Health Secretary Andrew Lansley said: “Everyone admitted to hospital deserves to be treated as an individual, with compassion and dignity.

“We must never lose sight of the fact that the most important people in the NHS are its patients.”

Really, Andrew? Are you absolutely sure about that?

11 Comments

  1. Fred Thrung says:

    One of the hospitals mentioned in the Sky News link is Ipswich. I was there as a patient and consider myself lucky to have been discharged alive. The treatment in the intensive care ward – after a c*ck*p by theatre people and a nurse on the ward – was above reproach but when I reverted to the status of a normal patient I was appalled at the treatment I received. Compassion and dignity (© Andrew Lansley) were totally absent. I am elderly (or old as we used to say).

  2. Tom Paine says:

    It’s not exceptional at all. It’s exactly what is to be expected from a monopoly producer-cooperative. There’s no solution short of full privatisation. And there’s no hope of that as long as the subject is taboo.

  3. JuliaM says:

    Take a look at the ongoing news story of the BBC producer’s expediency of the NHS’s ‘world class’ maternity service.
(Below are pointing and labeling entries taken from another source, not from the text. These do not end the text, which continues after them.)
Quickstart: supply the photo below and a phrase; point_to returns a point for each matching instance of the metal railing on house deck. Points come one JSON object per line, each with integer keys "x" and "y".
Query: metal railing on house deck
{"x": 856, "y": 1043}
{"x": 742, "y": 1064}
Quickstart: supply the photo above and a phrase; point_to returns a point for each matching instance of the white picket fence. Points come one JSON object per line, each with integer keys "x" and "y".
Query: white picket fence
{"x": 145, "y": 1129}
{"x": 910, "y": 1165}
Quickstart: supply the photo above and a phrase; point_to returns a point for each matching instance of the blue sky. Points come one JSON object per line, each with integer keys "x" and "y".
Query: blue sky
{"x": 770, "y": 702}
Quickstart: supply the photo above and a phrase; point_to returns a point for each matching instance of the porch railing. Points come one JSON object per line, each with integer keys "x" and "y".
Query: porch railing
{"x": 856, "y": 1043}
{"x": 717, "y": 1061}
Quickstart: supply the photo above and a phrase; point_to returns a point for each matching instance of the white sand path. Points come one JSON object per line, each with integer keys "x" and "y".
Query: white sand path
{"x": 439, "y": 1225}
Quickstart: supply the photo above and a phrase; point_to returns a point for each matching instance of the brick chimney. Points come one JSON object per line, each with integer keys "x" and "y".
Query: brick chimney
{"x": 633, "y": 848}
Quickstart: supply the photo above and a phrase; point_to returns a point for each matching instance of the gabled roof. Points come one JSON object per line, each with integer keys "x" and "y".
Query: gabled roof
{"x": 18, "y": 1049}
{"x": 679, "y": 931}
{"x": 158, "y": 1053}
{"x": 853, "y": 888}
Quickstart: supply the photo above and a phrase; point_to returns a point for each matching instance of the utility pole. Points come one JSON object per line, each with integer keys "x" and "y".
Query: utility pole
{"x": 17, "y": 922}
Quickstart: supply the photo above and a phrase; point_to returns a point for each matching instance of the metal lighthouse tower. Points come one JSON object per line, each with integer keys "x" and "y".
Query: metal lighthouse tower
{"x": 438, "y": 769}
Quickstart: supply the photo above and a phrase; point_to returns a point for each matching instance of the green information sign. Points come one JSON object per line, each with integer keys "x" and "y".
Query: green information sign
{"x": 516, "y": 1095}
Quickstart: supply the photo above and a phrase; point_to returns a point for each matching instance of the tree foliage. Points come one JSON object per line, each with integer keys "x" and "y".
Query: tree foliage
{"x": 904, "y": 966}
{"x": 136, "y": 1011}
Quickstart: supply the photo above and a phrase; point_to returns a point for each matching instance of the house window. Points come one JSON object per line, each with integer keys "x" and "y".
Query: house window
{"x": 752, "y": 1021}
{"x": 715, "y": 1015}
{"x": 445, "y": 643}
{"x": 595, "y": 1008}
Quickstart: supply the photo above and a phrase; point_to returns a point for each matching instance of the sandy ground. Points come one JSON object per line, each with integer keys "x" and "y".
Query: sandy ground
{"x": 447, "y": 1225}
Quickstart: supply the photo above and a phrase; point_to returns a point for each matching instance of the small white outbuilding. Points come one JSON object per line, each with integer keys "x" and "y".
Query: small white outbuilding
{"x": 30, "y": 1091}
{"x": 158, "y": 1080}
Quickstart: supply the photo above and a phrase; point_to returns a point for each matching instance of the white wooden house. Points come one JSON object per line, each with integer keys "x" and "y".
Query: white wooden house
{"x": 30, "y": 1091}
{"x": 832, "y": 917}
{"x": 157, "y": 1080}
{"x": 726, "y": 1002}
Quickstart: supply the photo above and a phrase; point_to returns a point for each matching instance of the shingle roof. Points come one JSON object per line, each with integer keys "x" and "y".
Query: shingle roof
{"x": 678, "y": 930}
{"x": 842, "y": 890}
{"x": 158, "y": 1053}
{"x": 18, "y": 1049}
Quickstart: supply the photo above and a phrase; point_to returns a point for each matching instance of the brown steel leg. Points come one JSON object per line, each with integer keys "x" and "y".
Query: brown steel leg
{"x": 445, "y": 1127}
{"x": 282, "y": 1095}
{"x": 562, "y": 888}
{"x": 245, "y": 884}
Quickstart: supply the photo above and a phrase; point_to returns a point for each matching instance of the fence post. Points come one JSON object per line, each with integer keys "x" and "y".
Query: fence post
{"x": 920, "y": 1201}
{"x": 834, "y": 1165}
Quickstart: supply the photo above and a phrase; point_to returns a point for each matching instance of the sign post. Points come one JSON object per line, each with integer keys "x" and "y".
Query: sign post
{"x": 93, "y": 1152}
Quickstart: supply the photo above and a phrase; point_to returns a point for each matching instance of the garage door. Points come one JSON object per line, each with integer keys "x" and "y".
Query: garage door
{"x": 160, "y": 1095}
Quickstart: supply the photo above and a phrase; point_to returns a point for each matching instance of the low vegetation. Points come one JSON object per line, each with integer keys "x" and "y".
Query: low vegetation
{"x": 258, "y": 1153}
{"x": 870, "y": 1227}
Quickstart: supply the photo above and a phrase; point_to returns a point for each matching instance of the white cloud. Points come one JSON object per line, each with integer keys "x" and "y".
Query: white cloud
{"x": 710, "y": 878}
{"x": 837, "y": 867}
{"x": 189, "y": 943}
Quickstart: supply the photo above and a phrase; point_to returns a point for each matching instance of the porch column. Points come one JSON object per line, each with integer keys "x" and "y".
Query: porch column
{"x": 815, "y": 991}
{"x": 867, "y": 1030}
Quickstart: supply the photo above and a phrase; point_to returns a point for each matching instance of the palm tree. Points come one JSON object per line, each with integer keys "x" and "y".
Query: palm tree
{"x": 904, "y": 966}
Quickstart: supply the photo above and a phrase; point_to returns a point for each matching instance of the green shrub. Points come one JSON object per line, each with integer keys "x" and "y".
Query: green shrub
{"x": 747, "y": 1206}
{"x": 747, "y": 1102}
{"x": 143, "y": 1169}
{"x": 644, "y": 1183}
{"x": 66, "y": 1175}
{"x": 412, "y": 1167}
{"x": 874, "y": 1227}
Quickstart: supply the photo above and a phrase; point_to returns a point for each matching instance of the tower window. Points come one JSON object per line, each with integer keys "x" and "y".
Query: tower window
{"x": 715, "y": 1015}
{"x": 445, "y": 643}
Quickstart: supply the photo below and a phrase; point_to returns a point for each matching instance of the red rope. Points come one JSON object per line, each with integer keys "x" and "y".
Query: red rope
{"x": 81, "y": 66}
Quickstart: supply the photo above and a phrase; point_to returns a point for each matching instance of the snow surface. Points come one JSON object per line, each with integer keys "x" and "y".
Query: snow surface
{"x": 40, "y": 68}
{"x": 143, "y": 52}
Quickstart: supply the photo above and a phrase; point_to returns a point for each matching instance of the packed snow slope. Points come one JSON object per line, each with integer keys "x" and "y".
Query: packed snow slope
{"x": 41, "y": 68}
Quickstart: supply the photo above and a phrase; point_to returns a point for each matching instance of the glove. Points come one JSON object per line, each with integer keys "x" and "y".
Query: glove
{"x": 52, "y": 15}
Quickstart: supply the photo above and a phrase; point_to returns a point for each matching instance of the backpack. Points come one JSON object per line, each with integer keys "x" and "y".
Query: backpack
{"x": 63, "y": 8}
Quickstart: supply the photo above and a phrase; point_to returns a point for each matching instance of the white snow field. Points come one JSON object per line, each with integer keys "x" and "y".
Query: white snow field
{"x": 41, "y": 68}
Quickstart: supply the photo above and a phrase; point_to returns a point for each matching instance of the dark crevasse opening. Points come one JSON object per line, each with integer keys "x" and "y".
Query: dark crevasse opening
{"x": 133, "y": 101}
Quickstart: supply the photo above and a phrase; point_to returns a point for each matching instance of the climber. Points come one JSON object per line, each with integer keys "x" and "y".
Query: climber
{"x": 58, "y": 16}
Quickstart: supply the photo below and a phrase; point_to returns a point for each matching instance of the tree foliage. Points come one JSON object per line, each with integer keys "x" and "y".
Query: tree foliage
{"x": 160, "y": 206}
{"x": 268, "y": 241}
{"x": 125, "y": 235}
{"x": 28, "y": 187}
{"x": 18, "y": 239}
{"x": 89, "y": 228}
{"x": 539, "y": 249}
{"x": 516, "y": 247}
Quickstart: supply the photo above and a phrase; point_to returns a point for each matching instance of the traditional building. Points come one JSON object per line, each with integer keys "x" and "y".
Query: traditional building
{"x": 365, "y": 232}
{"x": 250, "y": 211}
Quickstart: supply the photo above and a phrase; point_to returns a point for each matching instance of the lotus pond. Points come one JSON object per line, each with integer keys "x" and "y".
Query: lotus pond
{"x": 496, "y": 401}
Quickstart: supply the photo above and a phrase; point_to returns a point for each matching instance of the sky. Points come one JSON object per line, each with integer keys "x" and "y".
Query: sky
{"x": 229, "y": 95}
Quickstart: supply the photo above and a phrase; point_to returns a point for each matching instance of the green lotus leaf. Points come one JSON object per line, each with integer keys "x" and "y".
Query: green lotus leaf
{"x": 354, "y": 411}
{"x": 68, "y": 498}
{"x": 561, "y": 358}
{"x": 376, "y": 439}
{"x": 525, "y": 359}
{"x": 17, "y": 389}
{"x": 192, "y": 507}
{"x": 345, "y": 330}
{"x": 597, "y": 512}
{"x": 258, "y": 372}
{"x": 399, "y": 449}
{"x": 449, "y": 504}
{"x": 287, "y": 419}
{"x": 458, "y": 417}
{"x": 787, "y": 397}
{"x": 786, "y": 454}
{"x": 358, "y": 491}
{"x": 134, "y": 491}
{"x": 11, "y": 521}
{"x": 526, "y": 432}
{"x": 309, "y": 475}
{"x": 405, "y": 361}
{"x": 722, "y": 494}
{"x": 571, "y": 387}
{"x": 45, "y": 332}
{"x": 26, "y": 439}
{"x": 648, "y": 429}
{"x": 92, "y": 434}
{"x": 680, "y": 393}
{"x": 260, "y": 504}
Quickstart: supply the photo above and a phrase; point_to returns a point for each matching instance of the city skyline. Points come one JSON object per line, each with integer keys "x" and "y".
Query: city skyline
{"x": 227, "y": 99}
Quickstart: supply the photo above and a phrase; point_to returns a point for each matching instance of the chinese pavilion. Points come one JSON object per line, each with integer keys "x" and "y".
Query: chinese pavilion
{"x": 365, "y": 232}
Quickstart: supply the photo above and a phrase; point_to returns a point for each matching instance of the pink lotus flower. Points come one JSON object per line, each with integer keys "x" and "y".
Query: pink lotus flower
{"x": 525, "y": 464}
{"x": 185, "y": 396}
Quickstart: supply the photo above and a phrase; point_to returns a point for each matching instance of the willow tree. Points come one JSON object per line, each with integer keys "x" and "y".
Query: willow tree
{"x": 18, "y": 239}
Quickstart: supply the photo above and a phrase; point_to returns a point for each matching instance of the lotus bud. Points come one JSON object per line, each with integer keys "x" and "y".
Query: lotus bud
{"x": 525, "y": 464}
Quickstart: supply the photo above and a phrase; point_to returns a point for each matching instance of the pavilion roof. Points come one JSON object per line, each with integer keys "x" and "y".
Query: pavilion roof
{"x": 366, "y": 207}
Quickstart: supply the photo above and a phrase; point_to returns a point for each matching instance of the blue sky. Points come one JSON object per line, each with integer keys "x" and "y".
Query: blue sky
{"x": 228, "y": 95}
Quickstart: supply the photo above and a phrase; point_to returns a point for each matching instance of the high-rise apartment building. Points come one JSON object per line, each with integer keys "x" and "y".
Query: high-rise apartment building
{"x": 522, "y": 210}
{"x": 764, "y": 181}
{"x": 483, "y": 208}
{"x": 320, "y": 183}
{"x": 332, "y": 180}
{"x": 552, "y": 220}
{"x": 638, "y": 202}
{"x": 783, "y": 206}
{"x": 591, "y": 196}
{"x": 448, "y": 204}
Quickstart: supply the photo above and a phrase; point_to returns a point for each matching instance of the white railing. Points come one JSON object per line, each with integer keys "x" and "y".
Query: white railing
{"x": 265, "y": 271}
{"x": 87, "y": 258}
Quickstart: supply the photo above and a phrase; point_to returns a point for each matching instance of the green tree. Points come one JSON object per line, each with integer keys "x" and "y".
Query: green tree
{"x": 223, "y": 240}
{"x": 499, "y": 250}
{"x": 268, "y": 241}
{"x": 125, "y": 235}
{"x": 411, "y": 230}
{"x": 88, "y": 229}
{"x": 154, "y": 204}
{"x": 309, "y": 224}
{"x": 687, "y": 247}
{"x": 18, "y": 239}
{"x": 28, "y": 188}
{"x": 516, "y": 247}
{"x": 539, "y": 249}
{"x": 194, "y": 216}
    And then think how long those two midwives must have worked there. Are you expecting me to believe that was just an off day for them..?

  4. dfwmtx says:

    Personally, I love how American socialists….sorry, ‘progressives’ ignore stories like this, and insist the UK and Canada have better healthcare systems because they were treated immediately of their hangnails when they were touring Europe in their grungy days.

  5. Sunfish says:

    Unacceptable.

    I don’t understand the reference to prescribing water, though. Were the patients to be receiving fluids by IV, or did a doctor actually have to order the charge nurses to give the patient a glass of water PO? Because I’m having trouble picturing a charge nurse being stupid enough that she would need to be told to give her patients water

    Then again, I’ve never been blessed with the opportunity to experience the clearly-superior NHS. I no doubt am missing something important.

  6. ivan says:

    Some of the comments about this in the Mail were rather uncomplimentary yo say the least.

  7. Lynne says:

    I have an elderly neighbour who is about to shell out £2,000 on overnight treatment at a private hospital because she wants to make sure that she comes out alive. She is doing so following the horror stories from elderly friends and relatives who put their trust in the NHS and found it disgustingly wanting. Having directly experienced a fuck up that nearly cost me the use of my legs several years ago (Idemanded and got a second opinion at a different hospital via a private consultation) I think she’s made the right decision.

  8. Don’t get old.

  9. NickM says:

    Sunfish,
    That also puzzled me. I don’t think it is IV. So yeah it is a prescription for water, orally. Having said that I do wonder if the BBC et al are possibly confusing a “care plan” with a “prescription”. I wouldn’t put it past them. Obviously basic needs ought to be on the care plan and the ward charge nurse ought to ensure his or her staff follow care-plans.

    What also gets me about this is not just the cruelty but the monumental waste of it all. The NHS has frequently complained about “bed-blocking”. Looks like they are responsible for a lot it themselves!

    And to think of all that lovely Jamie Oliver bistro-style food going to waste too!

  10. wh00ps says:

    Tom Paine has it exactly right, it’s because they are a monopoly provider.
    one part stands out- “staff were talking amongst themselves rather than to the patients”

    I work in a shop. If we are seen talking amongst ourselves and not to customers, it’s grounds for disciplinary action. The operative word being “customer.” This is because our firm knows that customers have a choice, and if they receive bad service they can easily go elsewhere, not such a problem for the nhs, who by and large run “elsewhere” too…

  11. NickM says:

    Well precisely wh00ps! I have seen on visiting in hospitals a heck of a lot of nurses hanging around the ward nursing station talking not abot the case of Mr X in bed 4 but Big Brother.